After a few streets, the truck turned off, leaving them feeling exposed. Charlie hung back before setting off again in pursuit. Finally Helen stopped outside a large villa on the outskirts. Again, Charlie parked around a corner. Hamish got out to discreetly watch the villa. Helen was inside for a quarter of an hour before coming out again and getting in her car.

“Right,” said Hamish. “Let’s go in and see if Betty is working there.”

It was Betty herself who answered the door. She looked at them in surprise as Hamish produced his warrant card and said they would like to speak to her.

“Only a few minutes,” said Betty. “I’ve just started work here and my gentleman will be wanting tea soon.”

She led them into a gloomy Victorian front parlour dominated by a large stuffed owl in a glass case. The room was cold and damp.

“We wondered why Helen Mackenzie called on you,” said Hamish.

“I’d been working for Colonel Halburton-Smythe,” said Betty. “Helen said she was tired of Mr. Harrison and wondered if the colonel would be needing a new nurse. I told her there seemed to be nothing up with him and he was all right now.
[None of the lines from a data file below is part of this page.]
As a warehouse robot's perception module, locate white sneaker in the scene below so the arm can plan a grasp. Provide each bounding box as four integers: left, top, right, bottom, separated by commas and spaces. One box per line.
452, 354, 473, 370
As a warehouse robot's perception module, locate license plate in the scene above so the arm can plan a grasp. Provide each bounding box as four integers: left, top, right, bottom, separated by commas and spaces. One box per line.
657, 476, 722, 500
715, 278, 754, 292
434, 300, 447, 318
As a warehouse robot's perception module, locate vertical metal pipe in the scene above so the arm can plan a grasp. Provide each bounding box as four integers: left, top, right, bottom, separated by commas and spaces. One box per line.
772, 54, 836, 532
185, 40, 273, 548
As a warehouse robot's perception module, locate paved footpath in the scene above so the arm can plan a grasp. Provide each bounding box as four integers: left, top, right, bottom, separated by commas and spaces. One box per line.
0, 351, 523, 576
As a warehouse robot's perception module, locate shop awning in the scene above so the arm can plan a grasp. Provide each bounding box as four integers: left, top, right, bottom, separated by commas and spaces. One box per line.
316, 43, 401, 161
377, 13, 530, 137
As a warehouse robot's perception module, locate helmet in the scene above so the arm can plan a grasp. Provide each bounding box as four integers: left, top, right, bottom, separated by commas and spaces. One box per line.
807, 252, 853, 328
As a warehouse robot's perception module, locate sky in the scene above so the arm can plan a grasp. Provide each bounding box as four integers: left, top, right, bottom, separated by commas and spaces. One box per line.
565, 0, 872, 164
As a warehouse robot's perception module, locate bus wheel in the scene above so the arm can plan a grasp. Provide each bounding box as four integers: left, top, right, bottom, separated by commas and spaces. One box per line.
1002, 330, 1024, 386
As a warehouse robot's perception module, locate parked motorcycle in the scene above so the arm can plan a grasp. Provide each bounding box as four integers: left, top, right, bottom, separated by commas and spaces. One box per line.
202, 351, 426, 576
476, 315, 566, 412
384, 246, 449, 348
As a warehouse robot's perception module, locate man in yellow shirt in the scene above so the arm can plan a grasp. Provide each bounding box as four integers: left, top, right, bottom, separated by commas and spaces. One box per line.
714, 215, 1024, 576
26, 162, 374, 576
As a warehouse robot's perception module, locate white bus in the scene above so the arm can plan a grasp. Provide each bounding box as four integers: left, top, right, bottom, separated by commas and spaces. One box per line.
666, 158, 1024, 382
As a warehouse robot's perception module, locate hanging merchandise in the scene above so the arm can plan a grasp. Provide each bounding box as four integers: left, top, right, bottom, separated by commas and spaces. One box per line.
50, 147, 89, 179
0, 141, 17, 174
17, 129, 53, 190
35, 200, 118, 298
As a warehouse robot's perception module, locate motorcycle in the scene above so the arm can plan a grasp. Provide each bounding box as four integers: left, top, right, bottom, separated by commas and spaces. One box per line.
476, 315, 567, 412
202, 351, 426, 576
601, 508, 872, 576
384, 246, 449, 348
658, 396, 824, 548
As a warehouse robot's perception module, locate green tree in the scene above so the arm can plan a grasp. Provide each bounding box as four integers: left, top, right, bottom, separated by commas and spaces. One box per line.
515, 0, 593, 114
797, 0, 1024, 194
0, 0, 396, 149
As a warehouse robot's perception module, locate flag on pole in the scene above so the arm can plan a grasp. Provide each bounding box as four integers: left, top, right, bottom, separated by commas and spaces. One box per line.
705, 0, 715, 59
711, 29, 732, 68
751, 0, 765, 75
She asked if the colonel had been curious about the murders and I told her everyone was. That’s all. I’ve really got to go.”

Hamish begged her to say nothing about their enquiries, and he and Charlie took their leave.

“I don’t like this at all,” said Hamish. “We’ve got to keep an eye on the colonel.”

They went back to Lochdubh and straight to the hotel to find the colonel triumphant with news. Mr. Harrison had phoned him and had decided to accept the colonel’s invitation to stay at the hotel.

“That nurse Helen had been asking questions about you,” said Hamish. “She may not hesitate to murder again.”

“Pooh! Charlie will look after me,” said the colonel.

But Hamish fretted. “There’s so many ways she could get at you. Poison, a blow on the head, anything.”

Mr. Harrison was allocated one of the large rooms on the ground floor. Its barred windows looked out over the back. Hamish saw that there were several laurel bushes outside the windows and decided to watch and see what happened when Helen was alone with her patient. If only, he thought, they had enough on her to get a search warrant. And yet her room at the hunting lodge had been searched twice along with all the other rooms.

He and Charlie were told they could have dinner that evening, but at another table. To Hamish’s dismay, he heard the colonel moving into Poirot mode and beginning to question Harrison and Helen all about the murders. They were on first-name terms, but at last Harrison seemed to weary of all the questions and said sharply, “Look, George. I am still mourning the death of my son. I don’t want to talk about it.” The colonel reluctantly dropped the subject. Helen did not contribute to the conversation.

When Harrison retired for the night, Hamish went out to take up his post outside the bedroom window. It had begun to rain, steady drenching rain, pattering down on the laurel leaves and dripping down the back of his neck. To his dismay, thick curtains had been drawn across the windows. He pressed his ear to the glass.

“I think you would be more comfortable in your own home,” he heard Helen say.

“Nonsense,” came Harrison’s voice. “The food’s great here and I need a change of scene. Leave me. I’m tired of your fussing around.”

“Now, then. What would you do without your Helen?”

“Find another nurse. Like taxis in a rank.”

“Now, aren’t we cruel? You said you loved your Helen.”

“Oh, shove off. I want to be on my own. I wish George would stop playing detective. I believe he thinks you’re a murderer, Helen. What do you think of that?”

“I could sue him.”

“You wouldn’t get very far. He suspects everyone.”



The days dragged by. Harrison finally took his leave. Nothing sinister had happened. A FOR SALE board was now outside the hunting lodge. The days were sunny, just the sort of weather that Hamish usually enjoyed. But the dark shadow of unsolved murders plagued him. He was sure Helen Mackenzie was a ruthless murderer.

Charlie and the colonel were sitting one evening in Charlie’s apartment when the colonel said, “I feel Percy Harrison should really be warned about that nurse.”